I would like to extend the functionality of variables in Ruby. The reason is I am working on something similar of a type system or value checker (this sounds a bit crazy but the whole idea is to long to explain, just the reason I would like to extend default variables).
I have read that in Ruby, everything is an object; so variables are objects. And Ruby is supposed to be quite liberal concerning what can be changed via meta-programming.
Is there some kind of 'Class' associated with local variables that I could extend?
I would like to associate a string-variable for each variable that holds a string representation of a type. Further I would like to intercept variable assignments and execute a method each time a new value is assigned to a variable. This is so I can check, if the new value is correct according to the type (stored as string in the Variable).
If local variables in Ruby are defined as object of a class, I can extend that class or modify it via a ruby mixin.
The workaround would be to create a new class for my Variables (and not use the build in local variables of Ruby). This class can have a value attribute, a attribute (stored as string) for the type and a get- and set-method. This way I can solve my problem, but I would like to extend the built in variables in ruby, if that is possible.
current work in progress
class Fixnum
attr_accessor :tp
@tp
def mytype ( type )
@tp = type
end
def typecheck
#call typechecker
puts "checked"
end
end
Test Code:
a = 3
a.mytype("nat")
puts a.tp
a.typecheck
There are still two problems.
First, I think it is not possible to add a new constructor to Fixnum. Second, I would like to intercept the variable access, i.e. "b = a" calls the method 'typecheck' of a. But this would require something similar to Aspect Oriented Programming and I am not sure if this can be solved with Ruby's meta-programming facilitates.
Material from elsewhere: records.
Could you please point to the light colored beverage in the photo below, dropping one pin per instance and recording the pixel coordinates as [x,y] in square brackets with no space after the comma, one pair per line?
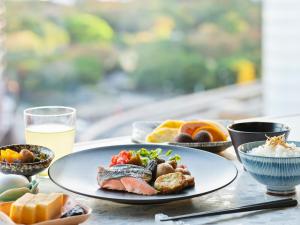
[57,137]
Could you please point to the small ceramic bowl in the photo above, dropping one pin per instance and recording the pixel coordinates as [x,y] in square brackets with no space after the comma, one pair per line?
[27,169]
[279,174]
[246,132]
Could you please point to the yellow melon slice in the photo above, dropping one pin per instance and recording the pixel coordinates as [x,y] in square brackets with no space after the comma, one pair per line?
[217,134]
[170,124]
[161,135]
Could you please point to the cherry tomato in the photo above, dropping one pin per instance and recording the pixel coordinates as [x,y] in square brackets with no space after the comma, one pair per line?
[122,158]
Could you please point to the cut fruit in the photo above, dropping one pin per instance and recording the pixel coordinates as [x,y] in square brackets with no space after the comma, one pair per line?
[162,135]
[193,127]
[170,124]
[217,134]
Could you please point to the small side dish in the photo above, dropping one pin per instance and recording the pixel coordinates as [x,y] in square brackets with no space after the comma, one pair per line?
[14,186]
[145,172]
[24,156]
[26,160]
[188,132]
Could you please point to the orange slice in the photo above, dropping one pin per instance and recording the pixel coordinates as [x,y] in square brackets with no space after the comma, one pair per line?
[191,126]
[170,124]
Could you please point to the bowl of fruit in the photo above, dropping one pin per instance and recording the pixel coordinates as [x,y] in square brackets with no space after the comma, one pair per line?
[26,160]
[209,135]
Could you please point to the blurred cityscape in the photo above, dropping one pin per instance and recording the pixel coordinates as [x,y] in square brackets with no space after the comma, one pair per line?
[122,61]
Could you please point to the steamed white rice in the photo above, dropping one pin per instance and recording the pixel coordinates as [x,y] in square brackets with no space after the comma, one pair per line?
[276,151]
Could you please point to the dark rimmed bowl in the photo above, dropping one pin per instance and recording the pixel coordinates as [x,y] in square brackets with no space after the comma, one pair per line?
[279,174]
[246,132]
[27,169]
I have read that in Ruby, everything is an object
That depends on your definition of "object" and every-"thing". "Object" can mean "entity that can be manipulated by the program" (which I will call object from now on), or "value that is a member of the object system" (which I will call Object
from now on).
In Ruby, everything that can be manipulated by the program (i.e. every object) is also an Object
, i.e. an instance of a class. This is unlike Java, for example, where primitives can be manipulated by the program (i.e. are objects in that sense of the word), but aren't Objects
. In Ruby, this distinction doesn't exist: every object is an Object
and every Object
is also an object.
However, there are things in the language, which cannot be manipulated by the program and which aren't instances of a class, i.e. they are neither object s nor Object
s. These are, for example, methods, variables, syntax, parameter lists, arguments lists, keywords.
Note: you can use Ruby's reflection API to give you an object that represents a method or a parameter list, but that object is only a proxy, it is not the real thing.
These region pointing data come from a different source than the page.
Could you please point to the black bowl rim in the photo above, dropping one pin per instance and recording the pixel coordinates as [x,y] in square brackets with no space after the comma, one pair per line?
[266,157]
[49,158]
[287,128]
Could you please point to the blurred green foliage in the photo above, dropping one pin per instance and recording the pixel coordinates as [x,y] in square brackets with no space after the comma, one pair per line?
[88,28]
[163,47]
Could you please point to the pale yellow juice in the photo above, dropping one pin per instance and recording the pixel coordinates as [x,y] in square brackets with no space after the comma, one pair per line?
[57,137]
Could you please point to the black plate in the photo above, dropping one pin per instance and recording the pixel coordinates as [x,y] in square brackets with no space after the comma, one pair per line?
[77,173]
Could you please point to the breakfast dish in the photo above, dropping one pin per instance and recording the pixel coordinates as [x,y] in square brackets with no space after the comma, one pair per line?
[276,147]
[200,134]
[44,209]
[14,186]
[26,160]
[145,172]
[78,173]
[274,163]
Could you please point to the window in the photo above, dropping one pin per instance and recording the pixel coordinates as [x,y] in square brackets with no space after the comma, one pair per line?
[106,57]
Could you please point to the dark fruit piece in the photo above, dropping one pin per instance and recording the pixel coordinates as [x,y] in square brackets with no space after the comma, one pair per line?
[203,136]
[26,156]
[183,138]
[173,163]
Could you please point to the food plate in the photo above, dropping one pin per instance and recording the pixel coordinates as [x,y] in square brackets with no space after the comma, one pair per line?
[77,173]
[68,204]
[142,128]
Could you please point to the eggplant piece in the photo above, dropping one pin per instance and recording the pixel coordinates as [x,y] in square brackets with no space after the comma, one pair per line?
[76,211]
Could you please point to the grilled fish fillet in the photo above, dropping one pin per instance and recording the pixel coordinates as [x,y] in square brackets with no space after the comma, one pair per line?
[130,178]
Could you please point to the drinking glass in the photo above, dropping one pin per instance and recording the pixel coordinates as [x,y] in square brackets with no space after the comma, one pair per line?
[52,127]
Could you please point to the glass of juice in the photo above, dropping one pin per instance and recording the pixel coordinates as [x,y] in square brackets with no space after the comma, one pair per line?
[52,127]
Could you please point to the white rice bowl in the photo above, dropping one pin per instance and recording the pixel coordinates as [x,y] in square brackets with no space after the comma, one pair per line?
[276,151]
So, when we say "everything is an object", what we really mean is that "every object is an Object
", i.e. that everything which can be manipulated by the program is also a member of the object system, or in other words, there are no values outside of the object system (unlike primitives in Java). We do not mean that everything that exists in the language can also be manipulated at runtime by the program.
so variables are objects
No, unfortunately, they are neither object s nor Object
s.
This is also clearly stated in the Ruby Language Specification (emphasis added by me):
6.2 Variables
6.2.1 General description
A variable is denoted by a name, and refers to an object, which is called the value of the variable.
A variable itself is not an object.
In the book The Ruby Programming Language by Matz and David Flanagan it says on page 2:
every value is an object
Note, it doesn't say every-thing, only every value.
See also the question Is variable is object in ruby?
There are a couple things you can do. For starters, all (or very nearly all) Ruby classes (including "primitives" such as numbers) support a to_s method which returns a string representation of the object. For numbers, to_s will just return the string representation of that number (e.g., "42" for 42). The string value returned for other classes will vary. The nice thing is that you can override a class's methods via "monkey patching". Here's an extremely contrived example:
class Array
def to_s
return "An array of size #{self.size}."
end
end
a = [1, 2, 3, 4]
puts a.to_s
# => "An array of size 4."
For your other question regarding executing a method every time a variable's value is set, the way to handle this is to always interact with the variable through its accessor methods. This way you can implement custom code inside a property's getter and setter methods (or simply call another method from inside the accessor). Like this:
class MyClass
# Use the default getter for var.
attr_reader :var
def initialize
@var = 1
end
# Custom setter for var.
def var= v
@var = v
puts "var changed to #{v}"
end
end
mc = MyClass.new
mc.var = 9
# => "var chaged to 9"
You could do something like this, but it only works for globals:
$type_checked = {:$a => String, :$b => Array}
$type_checked.keys.each do |var|
trace_var(var) do |obj|
puts "hey, don't assign #{var} to a #{obj.class}" unless $type_checked[var] == obj.class
#or raise an Error
end
end
$a = 1
$a = "a"
$b = 1
#output:
#hey, don't assign $a to a Fixnum
#hey, don't assign $b to a Fixnum
But this clearly goes against the grain of the language.